Las semanas que siguieron al retorno de Geder a Camnipol fluían a su alrededor como el agua de un río alrededor de una piedra. Las reuniones en las casas de las familias de Antea colmaban los días, las celebraciones por su victoria en Vanai y por el inminente aniversario del nombramiento del príncipe de Aster colmaban las noches. Casi desde el día siguiente de su inesperado homenaje, comenzó a ver que los cortesanos vestían de cuero negro, remedos de la imagen de su propia figura, que se había puesto de moda en la Corte. Hombres que nunca se habían tomado la molestia de relacionarse con la Casa Palliako habían empezado a recurrir a él. Le parecía comprensible que aquello le diera mala espina a su padre.

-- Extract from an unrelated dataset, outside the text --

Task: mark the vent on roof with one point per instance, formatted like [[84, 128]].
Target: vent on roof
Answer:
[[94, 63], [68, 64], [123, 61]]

Los cambios que surgían de manera tan repentina podían parecer catastróficos incluso aunque fueran cambios para mejor.
Lo único que había hecho que aquella maloliente primavera fuera mejor para él eran las habitaciones dentro de la propia ciudad, en lugar de salir noche tras noche antes de que cerraran las puertas de la muralla y tener que dormir en su tienda de campaña soportando las pesadillas.
—No entiendo por qué no debería ordenar la disolución de la compañía —dijo Geder, extendiendo una cucharada de compota de manzana sobre el pan del desayuno—. Si no lo hago yo, y pronto, seguro que lo hará lord Ternigan.
—No se atreverá —dijo Canl Daskellin, barón de Watermarch—. No hasta que todas las espadas y los arcos estén a salvo fuera de Camnipol.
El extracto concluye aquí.